JERUSALEM (inn) – Gelungene Premiere: Die gehörlose Abgeordnete Shirley Pinto hat am Montag ihre erste Rede in der Knesset gehalten. Es war das erste Mal überhaupt, dass sich ein Parlamentarier in Gebärdensprache an die Abgeordneten wandte.
Pinto war für Jamina in die Knesset nachgerückt, weil ein Abgeordneter der Partei seinen Sitz abgab, nachdem er einen Ministerposten übernahm. Dies ist nach dem sogenannten „Norwegischen Gesetz“ möglich. Nach der Ansprache äußerte der Journalist der Rundfunkanstalt „Kan“, Akiva Novick, seine Bewunderung: Sie „hat es geschafft, die Rechte und die Linke mehrere Minuten lang zu vereinen, während sie ihre erste Rede in der Knesset hielt“.

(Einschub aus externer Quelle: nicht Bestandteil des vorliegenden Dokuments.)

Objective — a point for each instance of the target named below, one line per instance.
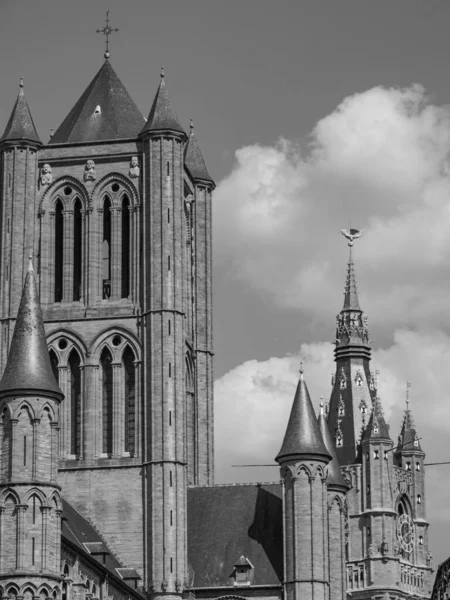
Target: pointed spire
(20, 125)
(302, 438)
(408, 439)
(28, 370)
(334, 472)
(162, 116)
(194, 159)
(377, 428)
(105, 111)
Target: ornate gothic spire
(302, 437)
(352, 335)
(28, 370)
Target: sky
(312, 117)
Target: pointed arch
(74, 363)
(107, 401)
(128, 360)
(59, 250)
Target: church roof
(194, 159)
(334, 471)
(226, 522)
(302, 435)
(28, 368)
(162, 116)
(20, 125)
(105, 111)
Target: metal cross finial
(408, 385)
(107, 30)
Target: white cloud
(380, 161)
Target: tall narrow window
(107, 400)
(130, 400)
(75, 403)
(59, 249)
(125, 247)
(106, 248)
(77, 246)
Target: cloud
(253, 402)
(378, 161)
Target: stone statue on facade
(46, 175)
(89, 171)
(134, 171)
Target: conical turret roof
(194, 159)
(334, 472)
(377, 428)
(408, 439)
(28, 369)
(302, 437)
(162, 116)
(105, 111)
(20, 125)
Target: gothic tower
(30, 513)
(303, 459)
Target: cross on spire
(107, 30)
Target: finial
(107, 30)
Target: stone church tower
(116, 212)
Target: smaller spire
(302, 438)
(334, 472)
(20, 126)
(162, 116)
(193, 157)
(28, 370)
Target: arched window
(106, 248)
(77, 249)
(59, 249)
(54, 363)
(130, 400)
(125, 247)
(107, 400)
(75, 403)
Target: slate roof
(302, 437)
(334, 471)
(226, 522)
(105, 111)
(193, 160)
(162, 116)
(20, 125)
(28, 368)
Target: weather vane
(107, 30)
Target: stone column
(68, 256)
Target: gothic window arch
(107, 401)
(59, 250)
(128, 360)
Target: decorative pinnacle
(107, 30)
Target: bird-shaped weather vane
(352, 235)
(107, 30)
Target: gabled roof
(194, 159)
(377, 428)
(105, 111)
(20, 125)
(228, 521)
(302, 437)
(162, 116)
(28, 368)
(334, 471)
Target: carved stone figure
(134, 171)
(89, 171)
(46, 175)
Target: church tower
(303, 459)
(30, 517)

Bis zum letzten Augenblick hätten Schlammschlachten, Beleidigungen und Beschuldigungen die Atmosphäre geprägt. Doch als die Tagesordnung zu den Jungfernansprachen überging, sei davon nichts mehr zu spüren gewesen. Alle hätten den Mund gehalten und zugehört. „Wie schön, was für ein bewegender Augenblick, möge es noch mehr davon geben“, schrieb der Journalist.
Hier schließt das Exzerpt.